Le tribunal correctionnel, avalisant docilement les thèses de la Société Générale et du parquet, qui avait parlé d'ordre public économique, a affirmé que Jérome Kerviel avait fait courir à la Société Générale des risques inconsidérés, que des opérations sans réalité économique étaient frauduleuses et enfin que la banque ne pouvait controler l'activité de ses traders.

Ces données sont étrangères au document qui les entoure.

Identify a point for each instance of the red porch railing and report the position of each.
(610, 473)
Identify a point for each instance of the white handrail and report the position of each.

Il convient de rappeler , comme l'a relaté un commissaire aux comptes devant le tribunal, que les volumes traités par la SocGen en 2007 étaient de 2.300 milliards d'euros en 2007 sur les futures (contrats à terme) et jusqu'à 80 milliard d'euros de trésorerie par jour. Ces activités sur futures sont par définition des activités spéculatives, consistant en des paris (en général sur des évolutions d'indices) et compte tenu des sommes en cause même des risques marginaux impliquent des montants dépassant largement les fonds propres de la banque. Par ailleurs l'hypothèse sur laquelle travaillent les banques que les risques suivent des modèles linéaires, et sont donc réduits est démentie par diverses analyses, qu'il s'agisse de celles des "cygnes noires" dans une présentation imagée ou celles des structures fractales, dans une analyse de mathématique financière plus rébarbatrice.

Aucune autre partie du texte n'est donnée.